Sarah VanderHeuvel said she probably wouldn’t have tuned in to watch the Division 4 state football championship game a year ago had her former Michigan Gators teammate, Olivia Viney, not been playing.
There’s a chance that without having seen Viney excel for Marine City, VanderHeuvel wouldn’t be spending the fall season as she is, kicking extra points and field goals for Port Huron Northern.
“It helped a lot knowing that a girl already did it,” VanderHeuvel said. “They won a state championship last year. That’s awesome.”
Viney is far from the first female to kick for her high school team, and she wasn’t the only one to be doing it a year ago in the Blue Water Area. But she was the first female to start in a state championship game in Michigan, and she set a state championship game record by nailing all seven of her extra point attempts.
This season, Viney is one of three area girls who will be kicking for her high school team, joined by VanderHeuvel and Marlette’s Mackenzie Kelly. All three are seniors and among the top girls soccer players in the area.
“A lot of girls ask me what it’s like,” Viney said. “They just want to know what it’s like to be one of the boys. They don’t ask me about joining, they just ask to know what the experience is.”
Viney describes the experience as a great one, and not just because of her record-setting performances. She has said multiple times that the support of her teammates, coaches and the community was what helped her through the season the most.
That’s something that, at least early on, the other two are seeing, as well.
“All of the coaches and everyone on the team has been really supportive,” VanderHeuvel said. “It’s been really nice.”
All three girls will only be handling extra point and field goal duties and not kicking off. That takes away some of the fear of them getting injured.
“(Marlette cross country coach Chris Titus) was a little surprised, but he didn’t care if I just did extra points and field goals,” said Kelly, a three-sport star at Marlette (cross country, basketball and soccer). “(Basketball coach Cathy) Storm actually supported it. But they were all afraid of me getting hurt.”
Kelly said she was aware of Viney, but that Viney’s success from a year ago didn’t play into her decision to come out for the team. She was actually approached to try it in early August, as Marlette has to replace a very consistent kicker in Ian Reagin.
“Someone said Marlette might need a kicker, so I went up there and practiced and tried,” she said. “It’s a bit different. I’m used to keeping the ball on the ground.”
Northern coach Pat Connell said he was very pleased with the way VanderHeuvel has been kicking in practice, adding that she recently made a 35-yarder in a simulated pressure situation. As it turns out, that’s how she prefers it.
“I don’t mind when we line up and they come at me,” she said. “I feel like I kick better when they do. I have to try to get it over them to not get blocked.”
While VanderHeuvel and Kelly are getting acclimated to a new sport, Viney has been able to focus on honing her craft. Although, it was pretty honed a year ago when she made a school record 61 extra points, missing just four. She was a First-Team All-Blue Water Area selection.
“My mindset is different,” she said. “I’m not so worried about trying to gain the support of the community,” she said. “I know I have the support of everyone, so now it’s trying to be consistent so I never miss a field goal.”

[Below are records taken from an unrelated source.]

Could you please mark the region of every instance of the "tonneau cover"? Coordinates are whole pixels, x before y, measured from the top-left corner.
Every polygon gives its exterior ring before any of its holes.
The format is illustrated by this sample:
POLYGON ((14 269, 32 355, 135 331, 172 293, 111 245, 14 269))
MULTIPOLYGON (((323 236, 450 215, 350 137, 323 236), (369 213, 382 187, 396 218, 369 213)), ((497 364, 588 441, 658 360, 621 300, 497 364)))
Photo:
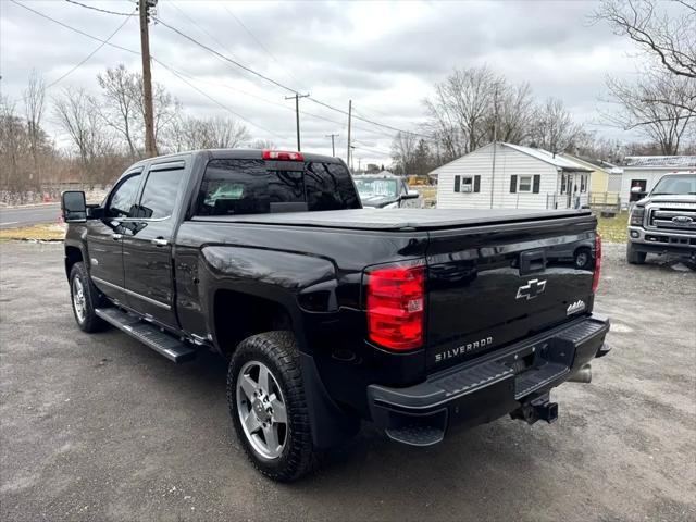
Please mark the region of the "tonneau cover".
POLYGON ((427 231, 588 215, 591 215, 588 210, 349 209, 321 212, 197 216, 194 217, 194 221, 375 231, 427 231))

Viney believes we could see more female soccer players joining football teams, as their season is in the spring, while the boys’ season runs at the same time as football season. That’s something that Viney didn’t influence, but don’t be surprised to see more area girls opt for shoulder pads and a helmet in the future because of her, even if that’s something she never expected to inspire in the first place.
“When I moved up to varsity, I thought I would just go out there and kick some extra points,” Viney said. “I’ve been told there’s been seven girls signed up for junior football this year. Girls want me to sign their T-shirts and their copies of Sports Illustrated (Viney was featured in the magazine’s Faces in the Crowd).
“It was mostly after the state championship game, that’s when a lot of the outside of Marine City attention started coming, from different schools and different states. Even though the season had ended, it really didn’t end for another couple months.”